Thanks, it's quite interesting.
Well, I have some remarks.
I don't understand the lack of examples with the questions. Just four lines of code each time, then say whether you are actually talking about 40 lines or 15, so that we can have a visual representation of what you want us to think about, and can see which ‘lengths’ you imagine. It would give the questions much funnier while it's quite hard to remember of an experience of ugly code (well, I just clean it once, then it's become beautiful and I can work), or even imagine such an experience in my poor mind, for a newbie of collaborative projects like me.

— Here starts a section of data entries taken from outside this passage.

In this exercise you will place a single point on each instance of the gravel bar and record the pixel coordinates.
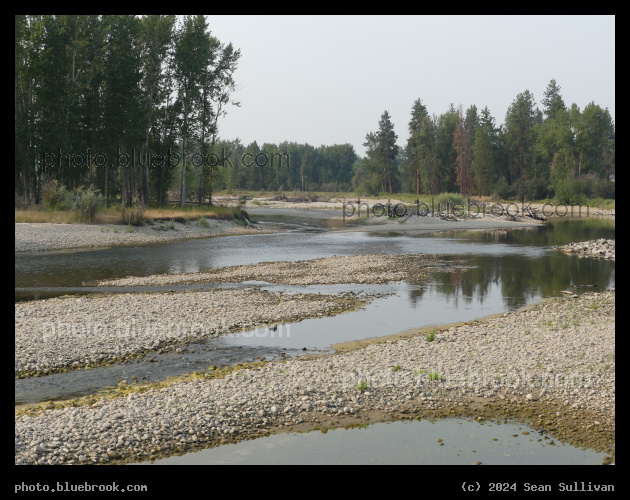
(552, 365)
(364, 269)
(599, 249)
(51, 236)
(64, 333)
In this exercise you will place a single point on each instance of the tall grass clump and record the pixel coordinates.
(134, 215)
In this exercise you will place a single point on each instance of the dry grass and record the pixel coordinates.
(113, 215)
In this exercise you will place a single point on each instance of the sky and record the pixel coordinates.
(328, 79)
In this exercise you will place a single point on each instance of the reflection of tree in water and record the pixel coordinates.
(521, 279)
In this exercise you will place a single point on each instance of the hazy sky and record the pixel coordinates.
(327, 79)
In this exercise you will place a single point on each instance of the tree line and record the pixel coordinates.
(92, 90)
(98, 98)
(561, 151)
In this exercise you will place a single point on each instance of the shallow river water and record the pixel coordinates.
(495, 271)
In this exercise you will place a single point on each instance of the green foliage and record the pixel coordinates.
(134, 215)
(90, 201)
(451, 198)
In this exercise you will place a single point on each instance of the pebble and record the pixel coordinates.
(599, 249)
(247, 404)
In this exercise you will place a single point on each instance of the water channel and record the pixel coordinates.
(493, 271)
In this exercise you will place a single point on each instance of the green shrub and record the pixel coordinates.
(135, 213)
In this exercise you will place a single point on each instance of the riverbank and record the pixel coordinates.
(51, 236)
(551, 365)
(599, 249)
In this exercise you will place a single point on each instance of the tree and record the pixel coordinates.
(552, 100)
(156, 38)
(217, 85)
(464, 139)
(382, 149)
(482, 160)
(192, 52)
(520, 121)
(417, 132)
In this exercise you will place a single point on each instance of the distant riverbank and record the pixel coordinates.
(52, 236)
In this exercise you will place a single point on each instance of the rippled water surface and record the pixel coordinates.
(493, 272)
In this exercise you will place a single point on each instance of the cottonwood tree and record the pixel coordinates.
(382, 149)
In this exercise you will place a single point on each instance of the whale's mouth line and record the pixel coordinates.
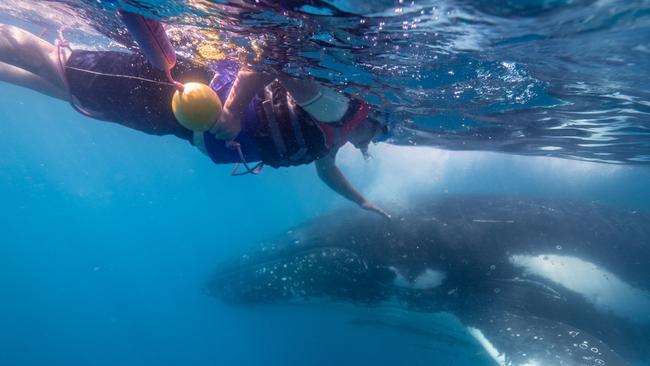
(279, 255)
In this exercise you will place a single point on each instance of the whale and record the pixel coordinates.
(533, 282)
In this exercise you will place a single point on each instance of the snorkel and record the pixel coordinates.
(195, 105)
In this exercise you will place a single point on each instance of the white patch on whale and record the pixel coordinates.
(428, 279)
(498, 357)
(603, 289)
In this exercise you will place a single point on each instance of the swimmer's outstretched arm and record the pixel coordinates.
(329, 173)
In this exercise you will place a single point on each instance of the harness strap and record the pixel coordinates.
(61, 44)
(256, 170)
(337, 133)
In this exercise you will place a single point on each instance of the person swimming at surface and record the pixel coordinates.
(277, 120)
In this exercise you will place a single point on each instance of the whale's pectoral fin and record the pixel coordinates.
(524, 340)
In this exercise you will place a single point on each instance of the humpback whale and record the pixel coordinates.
(534, 282)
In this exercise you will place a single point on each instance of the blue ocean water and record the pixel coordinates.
(109, 235)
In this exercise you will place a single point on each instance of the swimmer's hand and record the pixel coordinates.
(366, 205)
(227, 126)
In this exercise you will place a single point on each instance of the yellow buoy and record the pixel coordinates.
(197, 107)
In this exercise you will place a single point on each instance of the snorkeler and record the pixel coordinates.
(275, 120)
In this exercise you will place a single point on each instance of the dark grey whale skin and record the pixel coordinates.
(354, 257)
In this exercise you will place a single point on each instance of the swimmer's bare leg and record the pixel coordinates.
(30, 53)
(17, 76)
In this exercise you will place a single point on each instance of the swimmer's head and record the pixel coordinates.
(367, 131)
(197, 107)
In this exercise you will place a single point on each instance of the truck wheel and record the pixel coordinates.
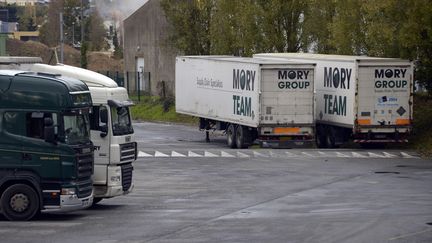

For example, see this question: ‘Generally very_long_names_of_functions_or_variables in a unit of code make that code ...’ Reading this, I imagined a code with six lines having method calls (so very elementary results) with method names just as long as `very_long_names_of_functions_or_variables`, which quickly makes the code hard to reuse. A small example would help having a reference.
Other remark: I don't have anything of a diploma in philosophy or even a simple interest, but the meaning of the word ‘complex’ seems to be very central for completing the survey. But well, my first definition of a /complex/ code didn't sound interesting to me. To me, ‘complex’ qualifies abstract things. An algorithm or an architecture can be complex, just because it takes many things from the base language, has many components. For code used by developers, it's more… complex, you see! The interesting thing with this survey is the actual result, the influence of bad code on the productivity of developers; so how large is the need to explore code and the influence on motivation, when trying to add a feature, to reuse existing code. Then I had to formalize this definition to complete the survey. Anybody might be able to do it, however I think being a bit more concrete to participants, would be far more productive. Furthermore, maybe my definition is not strictly yours; maybe you're only focusing on readability and understanding (just as if you'd check that a source code does not include backdoors — do you?), rather than real hacking. Maybe you don’t mind? It would be weird…
So, I hope this makes sense. I got average results everywhere, except for comments that I absolutely don't mind about, from my personal experience.